A Letter to the Editors was written in response to this piece and published in issue two of Volume 30 in order to address factual inaccuracies.
Peer Support, the largest club on campus, presents itself as a student-led safe space in which all members are welcome to share issues that compromise their personal well-being. However, the club’s policies often run counter to its frequently advertised goal of establishing a supportive and inclusive atmosphere for all members.
Ultimately, Peer Support does a lot of good, helping students develop close friendships with their peers that prepare them for similar relationships later in life. While Peer Support meetings can be enjoyable, one may question certain policies such as “conflicts,” as they can have significant negative consequences on students’ mental health.
What are “Conflicts”?
“Conflicts” are occasions in which one group member feels uncomfortable sharing their personal issues in the presence of another group member due to personal reservations. Group leaders deliberate amongst themselves over which of the two students to “conflict out” of their group. Three aspects of “conflicts” are particularly concerning with respect to the psychological foresight of the Peer Support supervisors.
Conflicting encourages exclusion in an entirely inclusive club
First, if a student is “conflicted” out of every Peer Support group, they would be unable to participate in the program as a whole. According to Harvard University Psychologist Dr. Sharon Levy, one’s behavioral issues in school that may prompt peers to dislike them often stem from familial conflicts at home. Peer Support is designed to provide a safe space for such adolescents to express themselves. Thus, by rejecting the students who need consolation the most, Peer Support blocks a vital source of emotional support and contradicts its own self-declared mission.
It is appalling that Peer Support supervisors, some of whom are licensed psychologists, allow “conflicts” to continue despite the psychological implications they pose. Whether their inactivity surrounding “conflicts” stems from support or indifference, one may be compelled to question their expertise on adolescent psychology and their decisions that ultimately affect students’ susceptibility to mental health disorders.

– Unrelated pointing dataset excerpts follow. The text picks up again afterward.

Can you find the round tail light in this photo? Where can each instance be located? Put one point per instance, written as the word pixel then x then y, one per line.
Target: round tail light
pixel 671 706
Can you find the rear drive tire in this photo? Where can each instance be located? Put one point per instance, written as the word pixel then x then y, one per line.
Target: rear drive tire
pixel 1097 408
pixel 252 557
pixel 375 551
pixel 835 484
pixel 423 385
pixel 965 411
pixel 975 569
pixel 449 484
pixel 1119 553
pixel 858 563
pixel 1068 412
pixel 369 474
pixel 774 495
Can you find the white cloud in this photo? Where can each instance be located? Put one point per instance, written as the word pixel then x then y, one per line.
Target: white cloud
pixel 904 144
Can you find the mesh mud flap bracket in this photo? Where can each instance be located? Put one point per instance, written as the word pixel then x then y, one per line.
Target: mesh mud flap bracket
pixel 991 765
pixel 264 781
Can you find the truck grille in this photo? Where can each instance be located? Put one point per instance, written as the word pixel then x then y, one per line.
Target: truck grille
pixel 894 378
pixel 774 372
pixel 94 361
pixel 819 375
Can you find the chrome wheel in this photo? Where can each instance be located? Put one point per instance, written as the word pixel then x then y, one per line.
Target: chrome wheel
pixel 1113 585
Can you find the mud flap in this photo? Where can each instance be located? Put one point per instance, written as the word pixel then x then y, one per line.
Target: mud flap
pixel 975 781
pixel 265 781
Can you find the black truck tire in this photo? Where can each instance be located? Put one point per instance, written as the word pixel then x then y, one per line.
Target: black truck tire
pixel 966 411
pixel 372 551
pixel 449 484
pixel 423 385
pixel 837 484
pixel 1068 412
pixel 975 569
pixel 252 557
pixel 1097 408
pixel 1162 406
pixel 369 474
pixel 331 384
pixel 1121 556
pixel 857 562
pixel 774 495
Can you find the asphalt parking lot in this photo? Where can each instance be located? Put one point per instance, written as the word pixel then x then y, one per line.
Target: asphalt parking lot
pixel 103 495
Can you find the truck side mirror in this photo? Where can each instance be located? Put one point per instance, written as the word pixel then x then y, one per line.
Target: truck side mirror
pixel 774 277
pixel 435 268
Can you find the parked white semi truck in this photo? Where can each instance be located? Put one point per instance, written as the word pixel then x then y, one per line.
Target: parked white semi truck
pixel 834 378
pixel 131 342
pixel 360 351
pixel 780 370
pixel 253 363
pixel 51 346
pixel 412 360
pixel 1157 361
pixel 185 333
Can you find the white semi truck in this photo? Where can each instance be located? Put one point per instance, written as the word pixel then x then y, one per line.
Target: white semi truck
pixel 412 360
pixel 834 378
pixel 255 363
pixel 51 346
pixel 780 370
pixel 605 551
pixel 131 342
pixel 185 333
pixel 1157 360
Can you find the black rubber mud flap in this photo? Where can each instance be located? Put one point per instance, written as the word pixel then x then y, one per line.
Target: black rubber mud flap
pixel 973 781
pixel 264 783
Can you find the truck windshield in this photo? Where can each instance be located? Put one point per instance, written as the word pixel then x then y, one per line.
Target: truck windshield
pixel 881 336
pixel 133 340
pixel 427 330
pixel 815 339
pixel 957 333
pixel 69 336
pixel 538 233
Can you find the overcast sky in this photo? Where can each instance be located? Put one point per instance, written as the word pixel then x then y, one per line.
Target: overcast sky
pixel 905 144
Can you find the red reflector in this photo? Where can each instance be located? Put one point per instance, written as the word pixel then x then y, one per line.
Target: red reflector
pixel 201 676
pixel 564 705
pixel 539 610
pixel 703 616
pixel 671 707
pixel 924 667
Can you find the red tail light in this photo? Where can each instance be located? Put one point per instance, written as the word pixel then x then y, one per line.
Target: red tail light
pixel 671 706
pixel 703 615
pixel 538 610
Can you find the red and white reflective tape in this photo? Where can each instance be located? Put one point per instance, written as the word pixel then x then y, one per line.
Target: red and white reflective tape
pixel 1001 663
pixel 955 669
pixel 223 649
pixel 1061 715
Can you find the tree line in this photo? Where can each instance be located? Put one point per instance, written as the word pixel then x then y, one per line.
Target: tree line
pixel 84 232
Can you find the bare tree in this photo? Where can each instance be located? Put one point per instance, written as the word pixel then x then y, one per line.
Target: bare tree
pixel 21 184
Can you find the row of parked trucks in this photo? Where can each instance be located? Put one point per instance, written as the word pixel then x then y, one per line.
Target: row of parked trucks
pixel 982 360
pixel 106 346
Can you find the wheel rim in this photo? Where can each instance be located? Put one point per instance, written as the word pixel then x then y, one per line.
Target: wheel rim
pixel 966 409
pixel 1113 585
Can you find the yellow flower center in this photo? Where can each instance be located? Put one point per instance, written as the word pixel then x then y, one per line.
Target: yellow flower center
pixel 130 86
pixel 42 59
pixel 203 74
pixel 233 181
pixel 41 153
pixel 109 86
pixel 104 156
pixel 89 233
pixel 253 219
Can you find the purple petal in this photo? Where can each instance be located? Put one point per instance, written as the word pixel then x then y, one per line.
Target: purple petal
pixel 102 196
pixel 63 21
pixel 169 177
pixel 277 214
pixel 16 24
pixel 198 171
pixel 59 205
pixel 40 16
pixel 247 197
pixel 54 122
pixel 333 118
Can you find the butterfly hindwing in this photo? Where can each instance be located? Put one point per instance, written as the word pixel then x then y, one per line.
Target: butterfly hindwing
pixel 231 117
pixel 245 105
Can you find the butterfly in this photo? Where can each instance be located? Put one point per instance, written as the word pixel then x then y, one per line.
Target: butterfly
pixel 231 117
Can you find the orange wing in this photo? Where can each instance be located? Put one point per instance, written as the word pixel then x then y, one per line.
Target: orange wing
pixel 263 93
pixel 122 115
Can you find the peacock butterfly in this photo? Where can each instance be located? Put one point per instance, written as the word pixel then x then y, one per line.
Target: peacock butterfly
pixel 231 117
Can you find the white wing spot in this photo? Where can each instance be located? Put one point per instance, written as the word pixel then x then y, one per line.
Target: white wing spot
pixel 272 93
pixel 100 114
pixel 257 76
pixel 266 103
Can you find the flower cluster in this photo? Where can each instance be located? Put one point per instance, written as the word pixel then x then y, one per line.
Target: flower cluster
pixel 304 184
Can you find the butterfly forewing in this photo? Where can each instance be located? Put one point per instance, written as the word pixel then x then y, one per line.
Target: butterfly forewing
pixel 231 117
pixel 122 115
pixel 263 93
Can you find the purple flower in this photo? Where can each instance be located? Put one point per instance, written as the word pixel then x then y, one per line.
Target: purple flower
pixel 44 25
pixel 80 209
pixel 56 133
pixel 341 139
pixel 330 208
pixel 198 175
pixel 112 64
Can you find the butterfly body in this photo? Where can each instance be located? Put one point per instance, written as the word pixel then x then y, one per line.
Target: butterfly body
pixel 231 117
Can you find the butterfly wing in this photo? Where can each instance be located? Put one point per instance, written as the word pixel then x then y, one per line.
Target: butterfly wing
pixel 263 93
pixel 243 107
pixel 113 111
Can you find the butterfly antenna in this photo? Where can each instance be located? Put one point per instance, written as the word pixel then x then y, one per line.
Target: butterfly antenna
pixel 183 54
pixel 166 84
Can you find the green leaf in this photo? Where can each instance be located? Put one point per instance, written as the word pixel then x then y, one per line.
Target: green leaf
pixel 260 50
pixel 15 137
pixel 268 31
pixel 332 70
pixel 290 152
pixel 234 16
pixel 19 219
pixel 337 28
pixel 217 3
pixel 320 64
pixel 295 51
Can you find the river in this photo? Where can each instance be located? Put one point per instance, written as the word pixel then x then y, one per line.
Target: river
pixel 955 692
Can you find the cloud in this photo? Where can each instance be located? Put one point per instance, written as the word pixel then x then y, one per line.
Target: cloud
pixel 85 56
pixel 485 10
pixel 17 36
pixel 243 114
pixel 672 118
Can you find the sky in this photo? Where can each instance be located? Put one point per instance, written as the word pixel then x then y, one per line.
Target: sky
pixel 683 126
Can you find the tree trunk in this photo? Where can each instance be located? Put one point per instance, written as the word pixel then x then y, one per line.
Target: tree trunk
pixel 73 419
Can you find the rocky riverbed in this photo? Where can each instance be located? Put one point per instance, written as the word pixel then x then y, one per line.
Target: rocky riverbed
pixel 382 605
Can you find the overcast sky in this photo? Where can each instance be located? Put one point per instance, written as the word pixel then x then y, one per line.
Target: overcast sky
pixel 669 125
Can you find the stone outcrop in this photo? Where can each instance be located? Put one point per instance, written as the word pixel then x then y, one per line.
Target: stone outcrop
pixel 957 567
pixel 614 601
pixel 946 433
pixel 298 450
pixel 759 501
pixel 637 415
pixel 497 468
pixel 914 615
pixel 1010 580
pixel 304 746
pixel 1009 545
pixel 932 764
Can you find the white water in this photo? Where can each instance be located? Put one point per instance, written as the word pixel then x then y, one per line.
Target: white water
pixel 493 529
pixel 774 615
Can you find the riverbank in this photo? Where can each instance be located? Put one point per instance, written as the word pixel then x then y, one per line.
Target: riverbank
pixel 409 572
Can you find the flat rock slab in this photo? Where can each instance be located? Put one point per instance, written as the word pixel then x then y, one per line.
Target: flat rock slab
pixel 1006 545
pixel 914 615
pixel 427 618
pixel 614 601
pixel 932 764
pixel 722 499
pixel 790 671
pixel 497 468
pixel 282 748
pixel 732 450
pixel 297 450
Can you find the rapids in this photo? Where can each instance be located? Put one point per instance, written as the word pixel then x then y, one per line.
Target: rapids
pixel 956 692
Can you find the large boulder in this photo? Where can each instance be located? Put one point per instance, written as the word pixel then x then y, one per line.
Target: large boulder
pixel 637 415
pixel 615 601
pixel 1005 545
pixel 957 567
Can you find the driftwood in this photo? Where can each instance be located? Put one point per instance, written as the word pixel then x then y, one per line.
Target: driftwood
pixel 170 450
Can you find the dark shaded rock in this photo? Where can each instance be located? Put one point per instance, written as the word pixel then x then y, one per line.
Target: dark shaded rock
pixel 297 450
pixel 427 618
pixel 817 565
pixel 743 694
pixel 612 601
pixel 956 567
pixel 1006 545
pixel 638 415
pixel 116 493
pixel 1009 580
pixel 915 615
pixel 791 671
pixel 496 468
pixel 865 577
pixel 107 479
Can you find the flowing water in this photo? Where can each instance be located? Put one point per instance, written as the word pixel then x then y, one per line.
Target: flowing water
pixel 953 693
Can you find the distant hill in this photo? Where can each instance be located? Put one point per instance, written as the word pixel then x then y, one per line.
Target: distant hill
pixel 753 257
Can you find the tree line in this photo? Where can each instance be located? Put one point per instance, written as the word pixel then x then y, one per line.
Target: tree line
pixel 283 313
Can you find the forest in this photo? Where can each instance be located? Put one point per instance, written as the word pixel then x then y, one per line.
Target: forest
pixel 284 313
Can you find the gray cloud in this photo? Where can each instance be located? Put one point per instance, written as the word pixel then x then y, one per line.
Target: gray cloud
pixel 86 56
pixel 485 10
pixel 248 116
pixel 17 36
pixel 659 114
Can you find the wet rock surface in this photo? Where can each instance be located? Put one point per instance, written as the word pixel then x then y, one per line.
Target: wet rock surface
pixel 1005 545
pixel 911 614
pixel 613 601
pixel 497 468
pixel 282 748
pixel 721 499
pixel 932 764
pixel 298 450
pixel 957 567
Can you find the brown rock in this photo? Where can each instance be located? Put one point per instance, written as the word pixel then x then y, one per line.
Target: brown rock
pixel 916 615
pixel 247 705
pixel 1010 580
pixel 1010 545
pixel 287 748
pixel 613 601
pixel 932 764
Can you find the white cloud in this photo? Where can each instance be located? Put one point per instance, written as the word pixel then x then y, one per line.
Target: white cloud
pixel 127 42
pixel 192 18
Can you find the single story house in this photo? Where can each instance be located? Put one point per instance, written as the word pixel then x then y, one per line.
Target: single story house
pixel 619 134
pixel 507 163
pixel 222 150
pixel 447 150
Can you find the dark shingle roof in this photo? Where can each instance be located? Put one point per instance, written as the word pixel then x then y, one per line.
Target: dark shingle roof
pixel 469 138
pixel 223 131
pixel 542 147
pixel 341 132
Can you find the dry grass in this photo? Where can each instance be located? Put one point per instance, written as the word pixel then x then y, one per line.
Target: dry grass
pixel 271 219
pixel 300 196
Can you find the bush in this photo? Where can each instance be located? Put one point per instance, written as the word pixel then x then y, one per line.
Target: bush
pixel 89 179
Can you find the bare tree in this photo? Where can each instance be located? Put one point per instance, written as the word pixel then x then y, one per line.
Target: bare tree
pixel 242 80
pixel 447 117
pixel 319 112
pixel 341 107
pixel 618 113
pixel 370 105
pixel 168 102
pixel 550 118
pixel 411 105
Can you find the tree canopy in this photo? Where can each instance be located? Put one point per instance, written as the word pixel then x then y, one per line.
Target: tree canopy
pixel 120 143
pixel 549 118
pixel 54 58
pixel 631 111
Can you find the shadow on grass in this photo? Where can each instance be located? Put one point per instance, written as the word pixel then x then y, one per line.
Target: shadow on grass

Peer Support implicitly avoids one’s consent to disclose information
Secondly, Peer Support evades the privacy of the “conflicted” individual by protecting the anonymity of the student raising the conflict. By excluding the “conflicted” individual from discussion of the conflict, Peer Support clearly violates the “conflicted” party’s consent to disclose private information. Through its disregard for the second party’s perception in any given conflict, Peer Support’s management reveals its insensibility to the psychosocial implications of unjustifiably excluding an individual from their group. In a National Institutes of Health study, neuroscientists detected increased activity in the insula, a region of the brain correlated with visceral pain, when adolescents were exposed to social exclusion. By removing members from groups they have grown accustomed to without sufficient explanation, Peer Support leaders effectively increase activity in the students’ insulae, further triggering visceral pain and increasing susceptibility to correlated neurological diseases such as major depressive disorder and social anxiety disorder. The club, shortsightedly using confidentiality to avoid drama, ultimately compromises students’ mental health, a cost far too steep to justify using this method to avoid awkward situations.
Student-led deliberation fosters an unhealthy group environment
Lastly, student group leaders make the final decisions on which individuals to keep in their groups. This policy fosters a sense of superiority among the leaders, which challenges the authenticity of the word “peer” in Peer Support. How can one succeed in establishing an entirely inclusive environment when a small group determines who to exclude? Additionally, since group leaders are also members of the student body, they have implicit biases that favor some students at the expense of others. For example, if a conflict arises between a senior boy and a sophomore girl, the senior boy is likely to remain in the group because group leaders are upperclassmen.
Also, adolescents may experience distress stemming from uncertainty regarding their hierarchical place in the group. Developmental psychologist Erik Erikson theorized that psychological development in adolescence is characterized by identity and role confusion, a phenomenon centered around an adolescent’s lack of clarity regarding their psychosocial identity and place in society. Adolescents are greatly susceptible to role confusion in Peer Support, as their roles in their respective groups are determined by their relationships with the leaders.
Eliminating the policy resolves its harmful implications
Overall, allowing the leaders of Peer Support groups to decide which members to keep and which members to remove completely contradicts their all-students-included maxim and is heavily susceptible to selection bias among students.
By eliminating the “conflict” system, Peer Support would more closely align with its goal of improving students’ mental health and upholding all members’ perspectives equally.